The Compiler is Fragile
Well, it turns out the gcc compiler is very sensitive. If we eliminate the sum_weighted variable
and directly accumulate into results[index_global], no SIMD exponents are emitted (see full assembly here):
.L76: ; one exponent at a time
vmovss xmm1, DWORD PTR [r12]
vmovss xmm7, DWORD PTR [rbp-10144]
vmovss DWORD PTR [rbp-10140], xmm2
add r12, 4
vsubss xmm0, xmm1, xmm7
vsubss xmm4, xmm7, xmm1
vmovss DWORD PTR [rbp-10136], xmm1
vmulss xmm0, xmm0, xmm4
vmulss xmm0, xmm0, DWORD PTR [rbp-10148]
call expf
vmovss xmm1, DWORD PTR [rbp-10136]
vmovss xmm2, DWORD PTR [rbp-10140]
vaddss xmm5, xmm0, DWORD PTR [rbp-10132]
vmulss xmm1, xmm1, xmm0
vmovss DWORD PTR [rbp-10132], xmm5
vaddss xmm2, xmm2, xmm1
vmovss DWORD PTR [r15], xmm2
cmp rbx, r12
jne .L76
mov rcx, QWORD PTR [rbp-10184]
add QWORD PTR [rbp-10208], rcx
Importantly, if we switch the compiler to clang-21, neither version will produce assembly with vectorized exponents: see here.
Benchmark Results
How does it affect runtime?
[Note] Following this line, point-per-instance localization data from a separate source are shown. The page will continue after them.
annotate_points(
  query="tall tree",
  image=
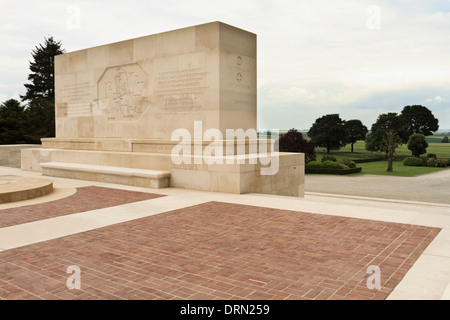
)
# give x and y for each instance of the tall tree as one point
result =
(354, 131)
(12, 122)
(42, 69)
(419, 119)
(40, 94)
(328, 132)
(384, 123)
(386, 135)
(293, 141)
(391, 140)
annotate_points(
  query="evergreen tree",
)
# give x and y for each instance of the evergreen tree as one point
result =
(328, 132)
(12, 122)
(40, 95)
(42, 69)
(355, 131)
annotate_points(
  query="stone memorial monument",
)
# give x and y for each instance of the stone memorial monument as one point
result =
(173, 109)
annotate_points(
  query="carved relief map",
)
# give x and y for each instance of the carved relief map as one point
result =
(121, 92)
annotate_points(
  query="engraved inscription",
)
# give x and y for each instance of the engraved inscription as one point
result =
(77, 98)
(181, 89)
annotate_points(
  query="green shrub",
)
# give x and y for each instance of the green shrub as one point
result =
(413, 161)
(333, 171)
(437, 163)
(348, 163)
(328, 157)
(331, 165)
(314, 164)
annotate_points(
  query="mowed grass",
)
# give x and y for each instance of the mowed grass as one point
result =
(442, 150)
(380, 167)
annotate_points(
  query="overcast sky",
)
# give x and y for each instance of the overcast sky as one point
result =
(356, 58)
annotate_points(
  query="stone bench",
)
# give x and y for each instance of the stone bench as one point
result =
(155, 179)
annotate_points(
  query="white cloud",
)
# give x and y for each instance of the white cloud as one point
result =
(435, 99)
(313, 56)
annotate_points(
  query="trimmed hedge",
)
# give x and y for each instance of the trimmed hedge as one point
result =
(314, 164)
(413, 162)
(332, 171)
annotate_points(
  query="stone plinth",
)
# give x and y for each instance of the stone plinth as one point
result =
(121, 107)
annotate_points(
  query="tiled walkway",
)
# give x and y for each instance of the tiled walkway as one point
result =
(85, 199)
(219, 250)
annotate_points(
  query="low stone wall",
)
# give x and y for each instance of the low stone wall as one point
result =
(10, 154)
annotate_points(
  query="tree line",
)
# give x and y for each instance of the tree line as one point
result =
(389, 131)
(33, 117)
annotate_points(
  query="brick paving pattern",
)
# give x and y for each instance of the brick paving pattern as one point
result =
(85, 199)
(219, 251)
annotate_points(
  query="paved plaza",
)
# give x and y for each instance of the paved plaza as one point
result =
(139, 243)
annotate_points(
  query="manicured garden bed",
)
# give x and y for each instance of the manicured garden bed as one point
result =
(332, 171)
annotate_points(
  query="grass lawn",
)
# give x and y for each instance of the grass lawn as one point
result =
(442, 150)
(379, 167)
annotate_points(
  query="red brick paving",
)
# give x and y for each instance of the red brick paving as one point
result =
(219, 251)
(85, 199)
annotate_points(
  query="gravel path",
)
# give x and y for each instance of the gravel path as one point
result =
(434, 187)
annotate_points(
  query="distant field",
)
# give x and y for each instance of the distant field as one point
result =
(442, 150)
(400, 170)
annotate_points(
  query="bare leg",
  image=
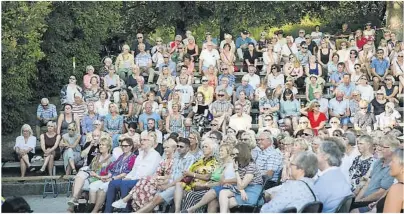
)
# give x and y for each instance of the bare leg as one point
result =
(179, 192)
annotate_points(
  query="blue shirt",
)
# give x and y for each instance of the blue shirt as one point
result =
(380, 66)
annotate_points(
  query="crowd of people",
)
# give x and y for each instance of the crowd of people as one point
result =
(138, 128)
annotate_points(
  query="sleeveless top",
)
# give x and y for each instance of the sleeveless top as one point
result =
(324, 57)
(314, 70)
(49, 141)
(65, 124)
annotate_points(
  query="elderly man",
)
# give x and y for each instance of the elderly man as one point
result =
(144, 61)
(240, 121)
(339, 107)
(380, 179)
(331, 187)
(208, 57)
(45, 112)
(268, 160)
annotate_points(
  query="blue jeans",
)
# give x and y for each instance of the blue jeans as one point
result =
(123, 185)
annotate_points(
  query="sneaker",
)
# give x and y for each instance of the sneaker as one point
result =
(120, 204)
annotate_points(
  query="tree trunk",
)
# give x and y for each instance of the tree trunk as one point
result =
(395, 18)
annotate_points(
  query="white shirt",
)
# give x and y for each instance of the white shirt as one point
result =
(209, 57)
(20, 143)
(145, 165)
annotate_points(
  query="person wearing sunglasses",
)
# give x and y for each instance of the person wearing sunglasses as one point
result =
(379, 69)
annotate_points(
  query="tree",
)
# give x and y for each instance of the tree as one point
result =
(23, 24)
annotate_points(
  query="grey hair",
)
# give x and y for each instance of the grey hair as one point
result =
(308, 162)
(333, 152)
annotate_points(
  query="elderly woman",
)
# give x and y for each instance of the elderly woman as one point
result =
(68, 91)
(197, 176)
(363, 119)
(116, 170)
(49, 145)
(25, 148)
(92, 173)
(362, 163)
(249, 182)
(87, 78)
(70, 149)
(221, 178)
(290, 109)
(297, 191)
(66, 119)
(113, 124)
(124, 62)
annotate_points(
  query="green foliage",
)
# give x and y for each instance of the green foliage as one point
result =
(76, 29)
(23, 24)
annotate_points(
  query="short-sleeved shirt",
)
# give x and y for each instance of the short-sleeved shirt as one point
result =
(379, 178)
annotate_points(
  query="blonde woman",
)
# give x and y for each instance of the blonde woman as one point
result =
(124, 62)
(25, 148)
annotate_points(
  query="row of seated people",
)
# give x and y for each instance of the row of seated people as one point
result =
(195, 172)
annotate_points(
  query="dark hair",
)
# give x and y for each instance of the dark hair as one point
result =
(16, 205)
(184, 140)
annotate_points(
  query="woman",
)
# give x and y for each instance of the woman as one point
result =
(87, 78)
(113, 124)
(101, 106)
(92, 94)
(25, 148)
(362, 163)
(222, 178)
(192, 48)
(66, 119)
(112, 84)
(70, 149)
(269, 57)
(289, 109)
(114, 171)
(249, 182)
(363, 119)
(174, 121)
(198, 174)
(244, 103)
(124, 62)
(296, 192)
(126, 109)
(379, 102)
(167, 78)
(49, 145)
(146, 188)
(92, 173)
(228, 57)
(317, 119)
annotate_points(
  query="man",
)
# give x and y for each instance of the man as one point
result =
(140, 40)
(149, 114)
(379, 69)
(380, 179)
(331, 187)
(45, 112)
(169, 63)
(144, 61)
(145, 165)
(254, 78)
(208, 57)
(268, 160)
(242, 43)
(240, 121)
(346, 86)
(182, 162)
(339, 107)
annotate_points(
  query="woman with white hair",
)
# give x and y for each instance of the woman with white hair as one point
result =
(124, 62)
(25, 148)
(49, 145)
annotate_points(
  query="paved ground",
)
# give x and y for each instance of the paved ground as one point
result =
(48, 204)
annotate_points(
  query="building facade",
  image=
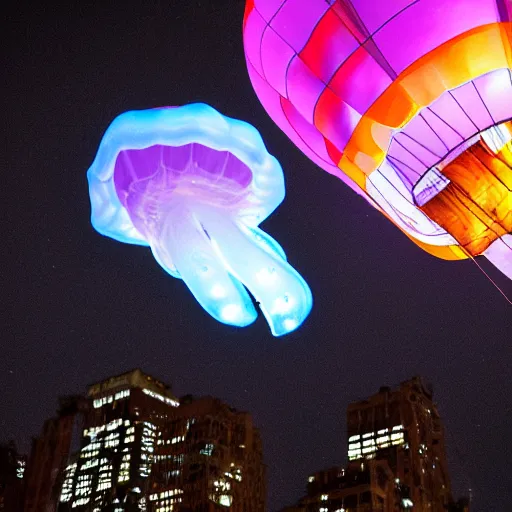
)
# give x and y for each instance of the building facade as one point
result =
(50, 454)
(397, 459)
(139, 449)
(360, 487)
(209, 457)
(403, 427)
(12, 476)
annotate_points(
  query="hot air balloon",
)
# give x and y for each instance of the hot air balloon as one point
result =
(194, 185)
(408, 102)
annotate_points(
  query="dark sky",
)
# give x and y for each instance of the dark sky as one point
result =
(77, 307)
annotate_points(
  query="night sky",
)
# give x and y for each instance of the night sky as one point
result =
(78, 307)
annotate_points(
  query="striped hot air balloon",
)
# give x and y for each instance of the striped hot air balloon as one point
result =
(409, 102)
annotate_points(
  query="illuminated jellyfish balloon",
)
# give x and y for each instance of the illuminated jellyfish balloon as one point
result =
(194, 186)
(408, 102)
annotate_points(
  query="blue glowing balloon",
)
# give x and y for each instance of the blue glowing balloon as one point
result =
(194, 185)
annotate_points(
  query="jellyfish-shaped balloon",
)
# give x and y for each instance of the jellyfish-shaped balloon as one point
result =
(408, 102)
(194, 185)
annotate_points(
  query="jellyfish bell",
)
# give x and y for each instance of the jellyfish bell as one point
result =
(194, 185)
(409, 103)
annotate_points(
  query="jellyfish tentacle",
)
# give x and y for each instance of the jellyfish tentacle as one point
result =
(285, 298)
(265, 241)
(183, 250)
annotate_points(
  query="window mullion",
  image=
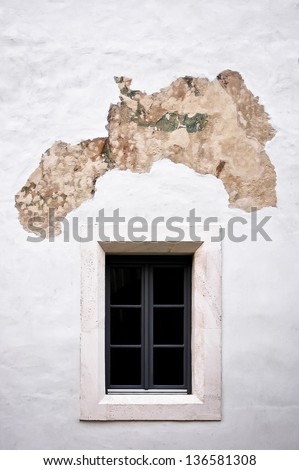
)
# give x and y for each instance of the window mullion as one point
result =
(150, 302)
(145, 338)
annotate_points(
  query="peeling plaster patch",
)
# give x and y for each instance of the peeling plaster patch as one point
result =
(214, 127)
(223, 132)
(65, 178)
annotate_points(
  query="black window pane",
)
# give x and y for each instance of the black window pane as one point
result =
(125, 366)
(125, 325)
(168, 285)
(169, 325)
(169, 366)
(125, 285)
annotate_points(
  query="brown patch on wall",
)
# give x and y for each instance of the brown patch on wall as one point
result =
(215, 127)
(64, 179)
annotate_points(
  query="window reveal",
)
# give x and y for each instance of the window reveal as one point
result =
(148, 323)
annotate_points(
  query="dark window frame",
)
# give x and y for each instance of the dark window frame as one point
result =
(147, 263)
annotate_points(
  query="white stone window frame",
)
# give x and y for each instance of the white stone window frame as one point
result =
(204, 402)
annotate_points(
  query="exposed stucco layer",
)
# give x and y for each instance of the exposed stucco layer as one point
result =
(214, 127)
(64, 179)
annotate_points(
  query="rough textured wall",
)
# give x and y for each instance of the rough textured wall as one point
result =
(58, 59)
(214, 127)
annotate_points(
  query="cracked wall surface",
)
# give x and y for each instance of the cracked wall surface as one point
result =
(214, 127)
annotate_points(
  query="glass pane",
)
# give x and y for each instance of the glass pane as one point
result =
(125, 325)
(169, 285)
(168, 325)
(125, 366)
(125, 285)
(168, 366)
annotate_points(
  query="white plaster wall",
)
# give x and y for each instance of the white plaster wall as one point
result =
(57, 62)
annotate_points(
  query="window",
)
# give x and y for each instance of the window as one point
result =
(148, 324)
(203, 400)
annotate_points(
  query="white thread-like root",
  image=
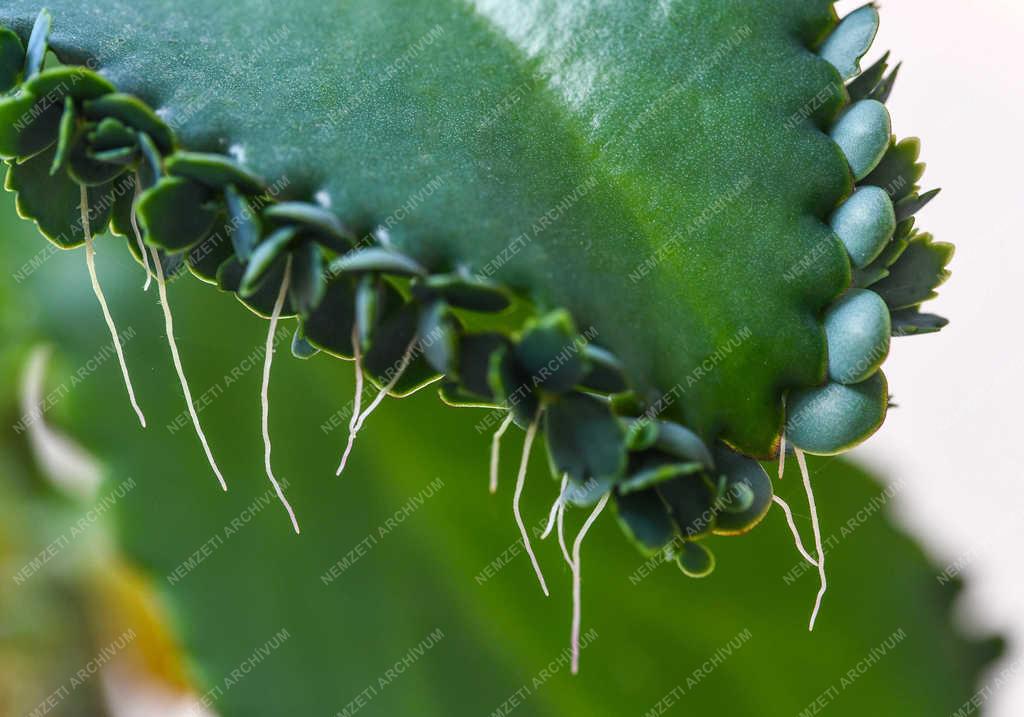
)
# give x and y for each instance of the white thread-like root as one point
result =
(496, 449)
(793, 529)
(264, 396)
(560, 522)
(781, 458)
(520, 480)
(356, 399)
(817, 536)
(577, 580)
(138, 235)
(90, 260)
(169, 326)
(381, 395)
(554, 509)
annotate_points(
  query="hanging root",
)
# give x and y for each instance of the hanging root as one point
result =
(793, 529)
(359, 419)
(560, 521)
(138, 238)
(520, 480)
(496, 448)
(169, 324)
(577, 580)
(90, 260)
(357, 398)
(554, 509)
(781, 458)
(264, 397)
(817, 536)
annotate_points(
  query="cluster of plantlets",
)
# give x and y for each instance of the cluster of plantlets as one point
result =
(84, 158)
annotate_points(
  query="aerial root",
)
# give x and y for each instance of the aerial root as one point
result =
(138, 237)
(169, 325)
(407, 357)
(90, 260)
(560, 522)
(793, 529)
(496, 448)
(357, 399)
(554, 509)
(520, 480)
(781, 458)
(264, 396)
(577, 580)
(817, 536)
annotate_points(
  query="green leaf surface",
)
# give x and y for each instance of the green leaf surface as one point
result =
(913, 278)
(638, 165)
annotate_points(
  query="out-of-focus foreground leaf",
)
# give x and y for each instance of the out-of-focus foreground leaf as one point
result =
(407, 592)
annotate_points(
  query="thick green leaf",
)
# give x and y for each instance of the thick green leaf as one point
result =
(54, 202)
(175, 214)
(445, 558)
(585, 440)
(133, 113)
(612, 159)
(11, 59)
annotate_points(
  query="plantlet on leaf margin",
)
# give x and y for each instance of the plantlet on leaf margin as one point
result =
(410, 321)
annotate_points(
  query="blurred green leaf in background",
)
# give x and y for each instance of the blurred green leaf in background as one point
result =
(408, 592)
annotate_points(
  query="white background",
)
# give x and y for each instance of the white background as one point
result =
(955, 440)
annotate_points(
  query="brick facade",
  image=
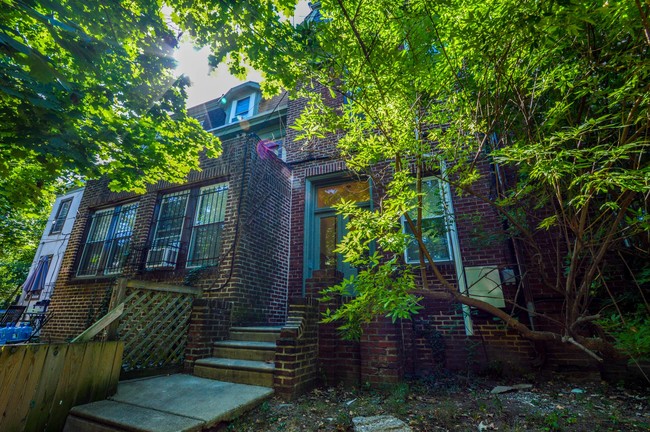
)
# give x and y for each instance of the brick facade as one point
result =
(253, 264)
(261, 266)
On my 13th Gen Intel(R) Core(TM) i5-13400:
- GCC-15 SIMD version: 15 seconds
- GCC-15 non-SIMD version: 34 seconds
- Clang binaries: ~30 seconds
- Mac M1 (all versions): ~32 seconds
This is, of course, not acceptable. The algorithm is not complex; the loops are straightforward, and sliding window algorithms have been used for several decades in various fields.
The Solution (For Now)
Right now, the only way to resolve the problem is to use SIMD intrinsics or inline assembly with support for multiple architectures which is what, for example, the ffmpeg project does. But this does reduce code portability and maintainability. One may hope that in the next iterations/versions of the compiler, the handling of SIMD will improve.
Conclusion
While modern compilers are incredibly sophisticated, SIMD optimization remains an area where they fall short. For performance-critical code in scientific computing, multimedia processing, and other domains that benefit from vectorization, developers may still need to resort to hand-written SIMD intrinsics or assembly to achieve optimal performance without relying on compiler optimizations.
This explains why projects like ffmpeg continue to invest in hand-optimized assembly code. it's a necessary compromise until compilers can reliably handle these optimizations automatically.